Thursday, April 13, 2017

The Twin Prime Conjecture

         This weeks post will be covering a progression of the twin prime gap conjecture. The problem is faulty simple, and is only recently had a major breakthrough. Although there have been breakthroughs the problem remains unsolved. Firstly the problem itself will be covered. Secondly the order of progressions of the problem will be covered in this post.

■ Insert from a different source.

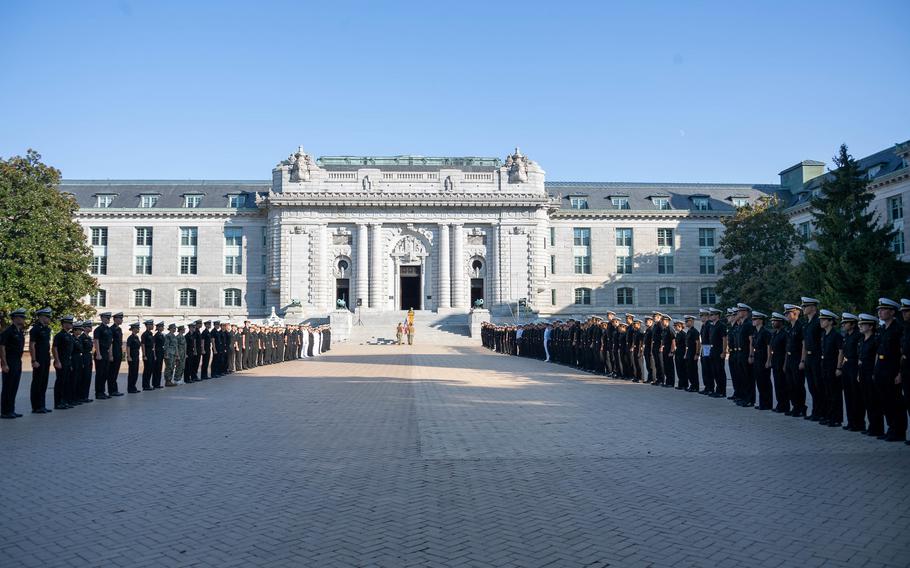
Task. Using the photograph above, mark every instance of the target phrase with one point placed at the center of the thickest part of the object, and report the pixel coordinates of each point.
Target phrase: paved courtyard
(442, 456)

         The twin prime conjecture is a fairly straightforward conjecture. It has been proven that there are an infinite number of prime numbers. The means that there is an infinite number of numbers that have no divisors other then one and itself. The twin prime conjecture focuses on the gap between prime numbers. There is one exception, but for the most part the smallest gap between two numbers is two. This is because every other number is even, so every other number is divisible by two. The only exception to that rule is, two, the only even prime number. If two prime numbers have a gap of two between them, then they are called twin primes. Primes with a gap of four are called cousin primes, and gaps of six are called sexy primes. The conjecture says that there is an infinite number of town primes. Meaning there is an infinite number of primes with only a gap of two between them. The origins of this problem are unknown. Some individuals say that the work comes from Euclid a couple thousand years ago. This could be very possible, but it was only formally written down a few hundred years ago, so it is at least that old. 

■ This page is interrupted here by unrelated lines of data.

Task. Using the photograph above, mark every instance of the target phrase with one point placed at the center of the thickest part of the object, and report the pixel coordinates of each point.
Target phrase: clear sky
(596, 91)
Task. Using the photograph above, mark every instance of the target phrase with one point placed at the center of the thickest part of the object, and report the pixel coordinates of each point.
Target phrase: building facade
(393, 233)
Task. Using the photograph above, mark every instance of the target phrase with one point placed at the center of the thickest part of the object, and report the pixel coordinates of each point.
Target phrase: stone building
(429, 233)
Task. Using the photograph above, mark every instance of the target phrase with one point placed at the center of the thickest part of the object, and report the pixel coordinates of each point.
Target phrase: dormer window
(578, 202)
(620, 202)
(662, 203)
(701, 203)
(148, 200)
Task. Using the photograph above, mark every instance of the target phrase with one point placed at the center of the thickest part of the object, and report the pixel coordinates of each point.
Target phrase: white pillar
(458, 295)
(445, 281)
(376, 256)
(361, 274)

         There have been a number of breakthroughs in recent years towards this problem, but the first big breakthrough, that got the wheels turning happened within the last five years. From the University of New Hampshire a man by the name of Yitang Zhang released a paper putting a limit on the gaps. Before Yitang there was no approach to the problem, what he managed to do was say that there is an invite number of primes with gap N, N is between one and seventy million. To be clear he did not prove that the gap between primes are seventy million or less, but rather that there is an infinite number of primes with gap of seventy million. This breakthrough allowed for the first time a method of whittling down this seventy million to two. Yitang's result was the breakthrough, but it was not optimized. This means that though his result was seventy million, it was also understood that by tweaking the argument the bounds could shrink. This lead to a competition to see who could tweak the argument in such a way, to get the smallest bound. These developments lead to the gap being shrunk to 4,680, which is a big improvement, but not quite the end goal. Though the twin prime conjecture has not been proven, there have been more recent results that whittle down the gap number even more. Before the work of Yitang, there was an approach to solve the problem by mathematicians Goldston, Pintz, and Yildirim. Their work was important, but it required outside proofs, meaning that this works, but only if this other problem is solved. By sorting through these hiccups of the work of Goldstone, pints, and Yildirim, James Mayard, and Terrence Tao were able to whittle it down even further. Their method was completely different to Yitang, and both developed it simultaneously, and separately. Thus their work was named the Mayard-Tao method, and it brought the gap down to 256. 

         Even though this newly found method offers new insight into the problem, it has a flaw. The method used has a limit to it. If the method is completely optimized, it sill can not be used to prove the twin prime conjecture. Theoretically the Mayard-Tao method can only bring the gap down to there being an infinite number of primes with a gap of six. So even if the this method is completely optimized it is only a victory for the sexy primes. The win prime conjecture still needs a new approach, or new idea, to be solved.